Un símbolo del siglo XX americano está cayendo a cámara lenta. Pemex, la empresa estatal que un día fue el emblema de la prosperidad mexicana, va camino de ser rescatada por el Gobierno. Ni la reforma energética, que puso fin a 76 años de monopolio estatal, ni su posición de privilegio en México la han librado del tsunami petrolero. Su pasivo alcanza los 190.000 millones de dólares y sólo en los nueve primeros meses de 2015 acumuló pérdidas por valor de 20.000 millones de dólares. Este declive, agudizado por la depreciación del peso, ha llevado a la Secretaria de Hacienda a anunciar un eventual plan de salvamento. A cambio de capitalizarla y mejorar su régimen fiscal, la petrolera tendrá que someterse a un fuerte ajuste, cuyos términos aún se desconocen, pero que, según los expertos, incluirán despidos y recortes masivos.
Las alarmas vienen sonando desde hace años. En 2004, México producía 3,3 millones de barriles, ahora solo 2,26 millones. A la par, su deuda ha ido aumentado y sus mastodónticas estructuras laborales (150.000 empleados y 100.000 jubilados) se han mantenido anquilosadas. A ello se ha sumado una extrema dependencia estatal. Aunque el país ha jibarizado el impacto del sector petrolero en la economía (ahora apenas llega al 3% de PIB, tres veces menos que hace 20 años), las arcas públicas siguen viviendo a sus expensas: hasta un 30% de los ingresos públicos proceden de Pemex. Esta sangría, que se traduce en una carga fiscal del 70%, ha sido determinante para su mala salud.
Frente a este cuadro febril, la crisis del crudo ha bloqueado cualquier intento de reanimación. El barril ha llegado a caer por debajo de los 20 dólares, cuando hace año y medio tocaba máximos de 100. Su valor, ahora mismo, es el más bajo en una década y, para colmo, el deterioro no ha dejado de acelerarse: sólo en las dos primeras semanas de enero la mezcla mexicana de exportación se hundió un 25%.
El golpe es profundo. Nadie confía en que los indicadores de Pemex mejoren a corto plazo.
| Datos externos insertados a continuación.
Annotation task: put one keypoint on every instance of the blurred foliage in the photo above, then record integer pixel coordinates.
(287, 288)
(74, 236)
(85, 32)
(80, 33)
Por el contrario, la agencia Moody’s ha rebajado su calificación internacional (de A3 a Baa1) y ha advertido que la petrolera aumentará su deuda “sin lograr incrementos sostenidos en producción o eficiencias operativas”. En este laberinto, las salidas se han ido reduciendo y han convertido en casi obligada, según los especialistas, una intervención directa del Ejecutivo.
El eventual rescate, esbozado por el todopoderoso secretario de Hacienda, Luis Videgaray, consistiría en darle apoyo financiero a la empresa estatal a cambio de un plan de sostenibilidad. “El Gobierno federal como accionista al 100% no puede ser indiferente a esta situación. Pero la acción fundamental es que Pemex tome decisiones de ajuste en su gasto, de mayor eficiencia, de priorizar inversiones y de aprovechar la reforma energética para fortalecer su futuro”, dijo el zar económico. Más detalles ofreció el subsecretario de Ingresos, Miguel Messmacher, quien indicó que, si Pemex se somete a una cura de adelgazamiento, el Gobierno estaría dispuesto a inyectarle capital y permitir que aumente su deuda.
La posibilidad de que la petrolera se resista a esta presión es nula. Aunque la reforma energética le dio mayor autonomía, sus decisiones estratégicas siguen bajo supervisión del Ejecutivo. En esta línea, la empresa ha iniciado en los últimos meses un fuerte plan de saneamiento: ha renegociado con los proveedores, acotado alianzas internacionales y abandonado las áreas de negocio menos rentables. Incluso ha sellado un espinoso pacto para retrasar las jubilaciones. Pero todas estas medidas han corrido más lentas que el vertiginoso desplome del crudo. Un sismo que sorprendió a la reforma energética cuando daba sus primeros pasos.
El efecto de este desplome ha sido doble. El más palpable ha sido lastrar la histórica apertura al capital privado y extranjero. Pero también, en el interior, ha deslucido una medida política de alto riesgo. El fin del monopolio petrolero, un arcano que durante décadas fue intocable en México, tuvo una gestación dolorosa y puso fin al acuerdo motriz de las reformas que impulsó el presidente Enrique Peña Nieto. El PRD, la fuerza hegemónica de la izquierda, abandonó el Pacto por México y movilizó a sus bases en contra. Pese a ello, la decisión de Peña Nieto generó una ola de optimismo internacional. Había roto con el pasado y se esperaba una avalancha de miles de millones de dólares. El futuro, sin embargo, no quiso ser fiel a las expectativas. Y aunque los expertos consideran que el cambio fue positivo, la reforma energética no ha traído todavía los frutos deseados a México.